Au-delà des actes de cyberattaque dont la presse se fera encore l’écho en 2023, se développera le cybervandalisme qui va continuer de toucher chaque citoyen tant que les populations ne développeront pas une solide hygiène numérique.
L’impact de la géopolitique de la donnée, une réalité pour les entreprises
Les entreprises sont prises dans une double contrainte. D’une part, elles doivent composer entre les différentes cultures du droit. On ne gère pas ses données en Europe comme on les gère dans une autre partie du monde. D’autre part, il existe une très forte pression industrielle dans le secteur d’activité du numérique. Les entreprises et les services sont mondialisés, et l’innovation s’accommode mal de la complexité du droit. Il faut aller vite, encore plus vite.
Ainsi, nous sommes confrontés à une équation surprenante : nous générons un volume exponentiel de données qui peut se retourner contre son producteur. Par exemple, vouloir récupérer le plus d’information possible sur son client, démarche a priori légitime pour une entreprise, peut s’avérer contre-productif dans le cas où celle-ci l’expose à des réglementations qu’elle ne maitrise pas.
C’est dans ce contexte que le législateur cherche à poser un cadre de confiance : sauvegarder les intérêts industriels de la France tout en permettant aux entreprises de gérer la mondialisation des données personnelles.
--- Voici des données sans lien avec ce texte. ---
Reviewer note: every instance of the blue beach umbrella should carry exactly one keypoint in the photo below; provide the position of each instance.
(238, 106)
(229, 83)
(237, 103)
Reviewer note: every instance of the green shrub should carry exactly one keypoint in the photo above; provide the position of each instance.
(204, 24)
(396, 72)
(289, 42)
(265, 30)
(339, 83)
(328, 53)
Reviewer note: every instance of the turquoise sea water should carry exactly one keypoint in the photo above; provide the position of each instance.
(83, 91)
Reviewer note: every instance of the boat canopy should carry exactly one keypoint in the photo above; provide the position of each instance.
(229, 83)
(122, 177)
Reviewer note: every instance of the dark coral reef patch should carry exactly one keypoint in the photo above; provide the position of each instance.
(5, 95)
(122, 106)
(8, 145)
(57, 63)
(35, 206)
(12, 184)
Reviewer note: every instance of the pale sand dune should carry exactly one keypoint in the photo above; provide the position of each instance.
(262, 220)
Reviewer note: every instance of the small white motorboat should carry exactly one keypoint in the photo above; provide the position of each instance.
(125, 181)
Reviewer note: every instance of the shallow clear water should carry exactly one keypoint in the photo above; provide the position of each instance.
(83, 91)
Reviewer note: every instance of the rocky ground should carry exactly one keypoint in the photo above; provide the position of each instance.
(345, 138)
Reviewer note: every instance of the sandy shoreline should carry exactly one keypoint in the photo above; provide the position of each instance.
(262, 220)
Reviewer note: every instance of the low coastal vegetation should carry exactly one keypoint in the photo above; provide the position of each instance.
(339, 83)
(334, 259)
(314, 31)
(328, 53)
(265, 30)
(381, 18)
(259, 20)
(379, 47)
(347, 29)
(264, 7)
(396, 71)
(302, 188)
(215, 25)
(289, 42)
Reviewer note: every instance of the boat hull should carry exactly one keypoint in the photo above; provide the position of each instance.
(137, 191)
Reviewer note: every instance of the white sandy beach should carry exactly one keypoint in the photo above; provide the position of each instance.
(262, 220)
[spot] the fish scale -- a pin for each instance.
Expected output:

Il s’agit de géopolitique du numérique, d’une stratégie nationale de la donnée, autant de sujets que nous devons traiter à tous les niveaux des organisations et des sociétés, du conseil d’administration au comité de direction.
Demain se décide aujourd’hui
Dans les entreprises, au sein des organisations publiques ou de notre société, la question de la Privacy est vue comme un sujet complexe et coûteux. C’est effectivement le cas : s’occuper de la donnée de ses salariés et de ses clients prend du temps, est au carrefour de différentes disciplines et nécessite des moyens financiers et humains.
Mais c’est une nécessité absolue. Dans notre monde digitalisé, nous devons imaginer le futur des libertés individuelles, réinventer les pratiques des entreprises, former les consommateurs et les citoyens.
L’Europe a un rôle à jouer dans ce système globalisé. Nous avons l’occasion de poser les fondations de la troisième voie, celle d’une éthique numérique autour de la donnée personnelle.